Simpler Tests: What kind of test are you writing?

One common problem that I see in test suites is confusion about what each test should cover. This confusion often leads to tests that are either too broad or too focused to accomplish the goal of the author. When writing a test, it is important to think about what kind of test it will be and the constraints that make that type of test effective.

There are a few broad categories of tests that I keep in mind to help focus my testing:

Unit Tests

Also called micro tests, unit tests form the foundation of any good testing strategy. These are tests that test a single class or method in isolation from it's dependencies. Mocks and stubs help us isolate the code under test and make our tests more focused and expressive. A test that touches any external resource such as the database, the file system, a web service, etc is never a unit test.
The primary purpose of unit tests is to validate that the subject under test is functionally correct for the expected inputs and outputs. Additionally, unit tests provide documentation on how the class is expected to function and be used by consumers.
Good unit tests are fast, atomic, isolated, conclusive, order independent and executed automatically by the continuous integration server on each commit to the source control system.
Smells for unit tests include too much setup, long test methods, race conditions, reliance on strict mocks, lack of CI integration.

Integration Tests

These are tests that include a specific concrete dependency. There are two primary sub-categories of integration tests. The first category of integration tests is the tests on your adapters for the features of another system. Examples include tests of your data access layer, web service proxies, file system proxies, etc. In order to provide real value, these tests must use the real dependency. For that reason, they often require more set up and are slower to write and run than unit tests, but in order to have confidence in your test suite, these tests are absolutely necessary.
The primary purpose of these integration tests is to validate the code that you have written to manipulate the external system. Additionally, these tests may validate some portion of the remote system. As an example, consider a data access object that is implemented in terms of an object relational mapper with stored procedures in the database. If you call Save, then Load and validate that the retrieved object is equivalent to the stored object, you have tested your DAO, your OR mapping, the stored procedure(s), the network connection, the database connection string, the database engine, the script evaluation sub-system in the database, etc.

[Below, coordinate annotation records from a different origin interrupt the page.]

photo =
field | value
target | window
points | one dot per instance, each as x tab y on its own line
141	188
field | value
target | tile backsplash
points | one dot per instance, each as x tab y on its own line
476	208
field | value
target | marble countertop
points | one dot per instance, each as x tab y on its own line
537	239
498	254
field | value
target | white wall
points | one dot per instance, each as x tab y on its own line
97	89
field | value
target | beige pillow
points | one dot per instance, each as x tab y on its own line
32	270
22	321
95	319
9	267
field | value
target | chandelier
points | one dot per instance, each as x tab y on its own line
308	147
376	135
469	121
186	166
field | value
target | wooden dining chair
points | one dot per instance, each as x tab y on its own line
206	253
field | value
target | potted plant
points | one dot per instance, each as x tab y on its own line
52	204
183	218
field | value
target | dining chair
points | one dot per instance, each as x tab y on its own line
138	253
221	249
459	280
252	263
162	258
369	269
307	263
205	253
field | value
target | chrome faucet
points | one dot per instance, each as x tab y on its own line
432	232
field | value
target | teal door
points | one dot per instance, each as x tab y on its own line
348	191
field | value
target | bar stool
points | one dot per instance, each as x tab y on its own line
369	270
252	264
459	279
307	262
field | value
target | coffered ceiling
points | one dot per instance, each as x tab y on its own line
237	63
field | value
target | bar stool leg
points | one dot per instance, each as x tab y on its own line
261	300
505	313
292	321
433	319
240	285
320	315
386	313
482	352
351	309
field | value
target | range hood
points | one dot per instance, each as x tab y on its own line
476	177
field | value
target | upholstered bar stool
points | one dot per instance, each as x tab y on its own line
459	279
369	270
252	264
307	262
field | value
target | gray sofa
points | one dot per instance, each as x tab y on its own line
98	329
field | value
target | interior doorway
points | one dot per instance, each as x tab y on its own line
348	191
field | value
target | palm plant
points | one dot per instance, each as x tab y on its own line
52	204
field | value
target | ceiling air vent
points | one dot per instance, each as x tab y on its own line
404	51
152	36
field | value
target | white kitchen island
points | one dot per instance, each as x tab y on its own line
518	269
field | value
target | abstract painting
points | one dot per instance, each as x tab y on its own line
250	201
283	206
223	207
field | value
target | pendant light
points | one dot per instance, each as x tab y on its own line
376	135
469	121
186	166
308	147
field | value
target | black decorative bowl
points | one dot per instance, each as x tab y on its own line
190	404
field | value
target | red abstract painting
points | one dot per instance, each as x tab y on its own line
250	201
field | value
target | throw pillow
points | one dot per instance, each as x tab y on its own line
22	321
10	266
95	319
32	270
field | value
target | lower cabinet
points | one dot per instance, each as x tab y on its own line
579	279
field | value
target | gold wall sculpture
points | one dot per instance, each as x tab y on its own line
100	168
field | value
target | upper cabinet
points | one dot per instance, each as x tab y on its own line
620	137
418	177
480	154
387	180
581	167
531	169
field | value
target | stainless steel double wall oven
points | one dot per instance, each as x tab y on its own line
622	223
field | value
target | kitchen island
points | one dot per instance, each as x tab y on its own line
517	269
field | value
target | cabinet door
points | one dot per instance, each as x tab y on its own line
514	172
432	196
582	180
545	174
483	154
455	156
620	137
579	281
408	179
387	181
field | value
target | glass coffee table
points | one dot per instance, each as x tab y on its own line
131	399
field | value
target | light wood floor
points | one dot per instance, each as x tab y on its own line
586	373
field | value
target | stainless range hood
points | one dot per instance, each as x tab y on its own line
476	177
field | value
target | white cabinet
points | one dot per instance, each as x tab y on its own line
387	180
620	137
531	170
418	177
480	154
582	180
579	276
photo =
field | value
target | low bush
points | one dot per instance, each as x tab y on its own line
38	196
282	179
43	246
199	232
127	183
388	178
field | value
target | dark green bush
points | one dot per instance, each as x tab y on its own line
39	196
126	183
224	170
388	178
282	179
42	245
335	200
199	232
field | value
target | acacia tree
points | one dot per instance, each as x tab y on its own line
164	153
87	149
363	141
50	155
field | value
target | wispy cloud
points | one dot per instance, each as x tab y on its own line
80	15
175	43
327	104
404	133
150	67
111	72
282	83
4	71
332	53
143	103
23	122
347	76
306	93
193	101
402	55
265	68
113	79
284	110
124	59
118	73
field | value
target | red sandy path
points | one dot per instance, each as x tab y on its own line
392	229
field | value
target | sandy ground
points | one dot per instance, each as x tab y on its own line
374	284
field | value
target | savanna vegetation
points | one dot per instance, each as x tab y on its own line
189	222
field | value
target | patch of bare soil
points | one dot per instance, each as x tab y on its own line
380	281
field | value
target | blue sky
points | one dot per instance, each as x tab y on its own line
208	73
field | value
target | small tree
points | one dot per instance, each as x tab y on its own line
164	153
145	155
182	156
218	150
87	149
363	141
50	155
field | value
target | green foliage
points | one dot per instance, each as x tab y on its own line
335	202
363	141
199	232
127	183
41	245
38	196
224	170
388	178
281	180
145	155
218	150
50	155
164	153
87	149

You can see that these tests exercise a larger block of code and infrastructure than unit tests. For this reason, they tend to be more brittle and prone to breaking. I don't recommend failing the build on failed integration tests. Once your suite of integration tests grows large, you may not even want to run them on check in, but just schedule them to all run at various intervals (hourly/daily.)
Good integration tests validate the features of the external system that you use in your application. They do not attempt to cover the full set of functionality, but only to validate that what you need works. Like your unit tests, these tests should be atomic, isolated, conclusive, order independent and executed automatically by the continuous integration server as often as is reasonable. You also want them to be as fast as possible, but keep in mind that they will never be as fast as your unit tests.
Smells for these tests include too much setup, long test methods, race conditions, reliance on any mocks or stubs, lack of continuous integration.
The second category of integration tests are those that depend on more than one of your own components. These are tests that are generally confused about their role. JB Rainsberger gave an excellent talk about these tests that you can watch here on InfoQ: Integration Tests are a Scam.

Acceptance Tests

Acceptance tests are often overlooked, but critical to a solid test suite. These are tests that execute your entire stack; excluding only the user interface. To be clear, this means using no mocks or stubs or test doubles of any kind. Your tests should attach at the Application Layer just under the UI Layer. These tests complement the unit and integration tests. While unit and integration tests validate correctness in the small, these tests validate correct composition of your building blocks. Acceptance tests are often written using different tools than those used in unit and integration testing. This is because in a mature environment, the specification for the tests can be understood, discussed and even written by users, business analysts, and QA testers.
The primary purpose of these tests is validate things like component wire up, application stack integration, basic use cases/user stories, system performance, and overall application stability. These tests will likely be run the least often as they will be fairly time consuming to execute and may require extensive (though automated) setup.
Good acceptance tests can be understood by a user and are written in terms common to the business.
Smells for acceptance tests include attempting to validate every path through the system and writing them in a programming language not understood by the users.

User Interface Tests

These are tests that manipulate your application the way the user would. In theory, you can test just the UI this way, but in practice, this most often means that these tests exercise the whole application stack. Writing UI tests often requires special tools to manipulate the application. These are the most fragile, brittle, expensive tests to write and maintain. They are also the slowest to run. It is often best to use these tests only to validate that the application is navigable, doesn't fall over and has all of its dependencies met.
Good UI tests are simple and limited in scope.
Smells for UI tests are inconsistent failures, testing application correctness.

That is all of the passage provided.